Some 26 participants from 10 countries were involved. They ranged from a high-ranking Kenyan lawyer and an Argentinean federal judge, to the director of a South African human rights centre and a media activist from Canada.
Following an introductory meeting in November 2013 in South Africa, and a study trip to Cambodia in March 2014, the participants gathered for the final time as a group, from 28-30 July, in the Jewish Museum in Berlin. Here, they continued to develop initiatives that they will pursue in their home environments.
The planned measures include media-based memory work projects and a mobile "Center of Memory" for the Inuit of Canada; projects to involve perpetrators in the process of dealing with the past in Cambodia; an international book project on the Mandela Dialogues; a regional dialogue on memory work in Latin America; and the development of discussion events for Bosnia that will involve the younger generations in reappraising the past.

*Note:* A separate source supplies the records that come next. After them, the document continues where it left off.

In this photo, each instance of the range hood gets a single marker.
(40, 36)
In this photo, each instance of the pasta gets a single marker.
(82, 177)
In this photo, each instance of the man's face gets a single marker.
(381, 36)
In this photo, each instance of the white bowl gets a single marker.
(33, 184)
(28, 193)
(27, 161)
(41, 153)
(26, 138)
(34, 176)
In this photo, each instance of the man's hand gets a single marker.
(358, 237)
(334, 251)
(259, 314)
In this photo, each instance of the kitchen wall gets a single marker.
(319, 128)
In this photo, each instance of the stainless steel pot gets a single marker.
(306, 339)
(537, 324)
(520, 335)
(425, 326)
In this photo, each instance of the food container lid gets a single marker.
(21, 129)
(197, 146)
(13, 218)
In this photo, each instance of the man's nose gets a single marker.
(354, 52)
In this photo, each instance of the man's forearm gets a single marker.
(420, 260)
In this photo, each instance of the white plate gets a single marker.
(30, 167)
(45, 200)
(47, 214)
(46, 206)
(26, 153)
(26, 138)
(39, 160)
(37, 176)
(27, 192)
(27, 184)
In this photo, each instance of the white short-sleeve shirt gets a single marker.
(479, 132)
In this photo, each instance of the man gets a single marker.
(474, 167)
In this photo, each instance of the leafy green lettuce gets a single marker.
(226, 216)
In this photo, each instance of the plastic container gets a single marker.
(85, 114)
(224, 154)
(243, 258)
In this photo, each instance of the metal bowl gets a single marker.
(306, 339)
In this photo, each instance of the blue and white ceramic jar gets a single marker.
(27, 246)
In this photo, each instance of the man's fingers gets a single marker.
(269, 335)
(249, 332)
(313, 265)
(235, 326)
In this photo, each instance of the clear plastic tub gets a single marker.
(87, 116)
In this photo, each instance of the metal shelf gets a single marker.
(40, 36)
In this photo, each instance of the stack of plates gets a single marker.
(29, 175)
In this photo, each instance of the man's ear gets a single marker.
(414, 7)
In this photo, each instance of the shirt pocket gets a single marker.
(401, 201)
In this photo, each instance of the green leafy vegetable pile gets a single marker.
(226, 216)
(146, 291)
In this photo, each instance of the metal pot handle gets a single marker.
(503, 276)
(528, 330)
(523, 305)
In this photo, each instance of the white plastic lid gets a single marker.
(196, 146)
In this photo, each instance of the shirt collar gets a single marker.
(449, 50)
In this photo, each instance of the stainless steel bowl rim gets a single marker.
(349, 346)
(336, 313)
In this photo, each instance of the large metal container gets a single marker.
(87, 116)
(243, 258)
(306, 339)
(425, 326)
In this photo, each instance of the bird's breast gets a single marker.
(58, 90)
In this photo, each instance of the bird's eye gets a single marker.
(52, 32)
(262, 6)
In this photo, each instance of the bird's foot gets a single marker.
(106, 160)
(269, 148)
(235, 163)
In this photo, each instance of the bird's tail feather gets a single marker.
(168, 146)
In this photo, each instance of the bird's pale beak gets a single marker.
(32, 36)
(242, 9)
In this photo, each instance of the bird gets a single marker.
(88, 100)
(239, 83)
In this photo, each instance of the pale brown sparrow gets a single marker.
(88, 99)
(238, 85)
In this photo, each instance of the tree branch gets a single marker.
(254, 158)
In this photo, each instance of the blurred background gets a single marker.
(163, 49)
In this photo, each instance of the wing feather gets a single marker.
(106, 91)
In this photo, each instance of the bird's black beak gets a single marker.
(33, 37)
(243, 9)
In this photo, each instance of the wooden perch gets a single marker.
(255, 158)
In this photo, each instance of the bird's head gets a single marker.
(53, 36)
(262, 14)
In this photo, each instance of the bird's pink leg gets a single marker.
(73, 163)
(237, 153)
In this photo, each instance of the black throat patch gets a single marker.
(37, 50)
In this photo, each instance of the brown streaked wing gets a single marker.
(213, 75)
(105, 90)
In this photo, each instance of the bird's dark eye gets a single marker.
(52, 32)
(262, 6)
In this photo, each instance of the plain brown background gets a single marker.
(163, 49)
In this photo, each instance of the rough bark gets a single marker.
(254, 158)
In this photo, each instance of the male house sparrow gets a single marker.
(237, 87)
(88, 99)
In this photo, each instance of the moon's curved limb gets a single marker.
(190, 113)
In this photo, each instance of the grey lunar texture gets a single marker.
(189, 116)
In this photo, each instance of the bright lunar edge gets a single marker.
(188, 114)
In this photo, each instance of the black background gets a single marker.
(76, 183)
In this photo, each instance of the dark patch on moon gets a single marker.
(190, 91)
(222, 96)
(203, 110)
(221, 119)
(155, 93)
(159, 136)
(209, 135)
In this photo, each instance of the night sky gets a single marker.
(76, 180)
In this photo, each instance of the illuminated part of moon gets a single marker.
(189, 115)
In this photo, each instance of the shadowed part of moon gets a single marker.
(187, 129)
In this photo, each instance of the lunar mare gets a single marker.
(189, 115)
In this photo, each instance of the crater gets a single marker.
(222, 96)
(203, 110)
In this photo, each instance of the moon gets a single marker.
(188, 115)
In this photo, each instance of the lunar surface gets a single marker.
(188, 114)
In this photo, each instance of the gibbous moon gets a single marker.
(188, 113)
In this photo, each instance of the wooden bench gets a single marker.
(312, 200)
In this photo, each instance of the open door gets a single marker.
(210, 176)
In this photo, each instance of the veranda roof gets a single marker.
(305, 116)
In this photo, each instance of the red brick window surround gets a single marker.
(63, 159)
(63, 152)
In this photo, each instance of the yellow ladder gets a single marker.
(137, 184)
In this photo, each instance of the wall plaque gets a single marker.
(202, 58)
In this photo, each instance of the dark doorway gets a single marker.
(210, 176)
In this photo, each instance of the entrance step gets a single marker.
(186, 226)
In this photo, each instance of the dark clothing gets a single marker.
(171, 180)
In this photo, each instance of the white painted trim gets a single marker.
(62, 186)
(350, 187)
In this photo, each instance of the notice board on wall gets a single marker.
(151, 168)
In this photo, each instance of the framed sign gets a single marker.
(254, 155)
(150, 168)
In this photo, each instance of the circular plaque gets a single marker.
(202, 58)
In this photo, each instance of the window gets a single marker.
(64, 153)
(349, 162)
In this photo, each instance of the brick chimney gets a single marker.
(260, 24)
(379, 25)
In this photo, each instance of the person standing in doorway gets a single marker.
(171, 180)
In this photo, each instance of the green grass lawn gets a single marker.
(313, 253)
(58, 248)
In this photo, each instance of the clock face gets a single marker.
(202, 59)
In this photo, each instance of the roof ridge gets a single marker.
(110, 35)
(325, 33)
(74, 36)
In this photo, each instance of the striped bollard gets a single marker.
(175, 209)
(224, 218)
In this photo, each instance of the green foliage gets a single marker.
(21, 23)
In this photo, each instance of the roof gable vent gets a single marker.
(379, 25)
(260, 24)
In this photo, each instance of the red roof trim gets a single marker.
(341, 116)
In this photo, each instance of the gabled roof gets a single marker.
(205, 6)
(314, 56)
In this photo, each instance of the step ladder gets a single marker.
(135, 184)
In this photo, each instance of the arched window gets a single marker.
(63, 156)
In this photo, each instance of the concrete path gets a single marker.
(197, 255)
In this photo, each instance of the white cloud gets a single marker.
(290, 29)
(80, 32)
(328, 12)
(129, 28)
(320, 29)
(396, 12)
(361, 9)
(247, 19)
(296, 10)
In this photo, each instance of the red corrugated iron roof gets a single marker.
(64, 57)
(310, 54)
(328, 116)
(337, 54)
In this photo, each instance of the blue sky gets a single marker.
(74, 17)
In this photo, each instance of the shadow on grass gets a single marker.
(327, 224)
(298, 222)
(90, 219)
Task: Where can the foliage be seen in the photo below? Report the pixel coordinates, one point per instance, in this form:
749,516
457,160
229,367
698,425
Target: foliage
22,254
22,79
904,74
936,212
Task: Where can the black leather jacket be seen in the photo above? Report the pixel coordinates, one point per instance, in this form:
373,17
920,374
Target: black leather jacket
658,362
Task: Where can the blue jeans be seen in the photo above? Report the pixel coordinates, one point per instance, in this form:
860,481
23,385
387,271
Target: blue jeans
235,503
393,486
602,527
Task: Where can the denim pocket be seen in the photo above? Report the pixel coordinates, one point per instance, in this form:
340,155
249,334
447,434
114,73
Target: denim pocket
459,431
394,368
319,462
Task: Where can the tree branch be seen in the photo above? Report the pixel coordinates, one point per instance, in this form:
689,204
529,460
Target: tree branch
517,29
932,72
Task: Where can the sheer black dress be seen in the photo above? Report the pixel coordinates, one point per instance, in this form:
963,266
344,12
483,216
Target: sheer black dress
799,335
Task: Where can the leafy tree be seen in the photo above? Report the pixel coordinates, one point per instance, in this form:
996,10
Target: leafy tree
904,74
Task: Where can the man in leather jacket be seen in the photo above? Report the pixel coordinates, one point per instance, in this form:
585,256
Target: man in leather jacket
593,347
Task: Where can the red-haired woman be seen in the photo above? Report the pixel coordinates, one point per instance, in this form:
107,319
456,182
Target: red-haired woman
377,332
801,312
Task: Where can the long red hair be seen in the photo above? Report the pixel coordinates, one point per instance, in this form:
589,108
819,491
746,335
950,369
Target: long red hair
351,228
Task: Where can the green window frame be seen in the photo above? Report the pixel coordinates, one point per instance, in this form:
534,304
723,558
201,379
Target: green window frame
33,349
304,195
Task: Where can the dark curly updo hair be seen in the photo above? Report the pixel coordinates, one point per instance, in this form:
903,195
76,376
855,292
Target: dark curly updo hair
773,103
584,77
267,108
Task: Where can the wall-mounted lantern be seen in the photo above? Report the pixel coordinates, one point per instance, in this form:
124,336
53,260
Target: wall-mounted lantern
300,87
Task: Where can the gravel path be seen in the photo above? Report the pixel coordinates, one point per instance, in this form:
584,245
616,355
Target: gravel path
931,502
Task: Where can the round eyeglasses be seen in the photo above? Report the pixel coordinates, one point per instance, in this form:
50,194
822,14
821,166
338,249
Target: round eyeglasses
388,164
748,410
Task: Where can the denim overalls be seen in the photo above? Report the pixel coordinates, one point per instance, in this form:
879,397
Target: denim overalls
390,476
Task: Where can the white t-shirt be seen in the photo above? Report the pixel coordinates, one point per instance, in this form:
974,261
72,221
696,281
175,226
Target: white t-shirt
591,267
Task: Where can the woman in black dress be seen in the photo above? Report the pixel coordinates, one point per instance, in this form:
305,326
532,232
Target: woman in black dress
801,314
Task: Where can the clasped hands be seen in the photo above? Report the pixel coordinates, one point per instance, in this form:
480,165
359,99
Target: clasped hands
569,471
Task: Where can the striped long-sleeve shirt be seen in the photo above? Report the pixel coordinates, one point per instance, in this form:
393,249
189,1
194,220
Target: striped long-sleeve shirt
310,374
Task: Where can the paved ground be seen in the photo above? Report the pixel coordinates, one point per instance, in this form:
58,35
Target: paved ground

The significance of memory work
There were plenty of concrete proposals to discuss following the final module of the Mandela Dialogues in Berlin. The Jewish Museum, which had generously provided its space to support the dialogue process, then also hosted the Berlin Forum for Dialogue and Exchange.
Taking part in this event were, among others, State Secretary Thomas Silberhorn of BMZ, the South African ambassador to Berlin, Rev. Makhenkesi Arnold Stofile and, representing GIZ, Vice-Chair of the Management Board Christoph Beier. After hearing contributions from the participants, Christoph Beier responded enthusiastically: "There are many examples of how ideas developed during the dialogue process are already being introduced into the debates in the participants’ home countries."
"The culture of memory is important for us all," said Thomas Silberhorn. "It helps us to deal with things we’ve experienced, to talk about our memories and to learn for the future. This makes it possible for us, as societies, to avoid repeating the same mistakes in future that have occurred elsewhere in the world."
One of the participants from Serbia also highlighted the significance of memory work for the present and future. "Spending time reflecting on the past," he said, "means, above all, taking care of the future." After all, the purpose of many of the participants’ work is to open up new opportunities for future generations.
While the forum event may have marked the official close of the year-long Mandela Dialogues, this doesn’t mean the activities have come to an end. On the contrary, considering the many projects launched in the last few months, Wiebke Koenig, director of the Global Leadership Academy, maintains that "for the 26 participants, this is a new beginning".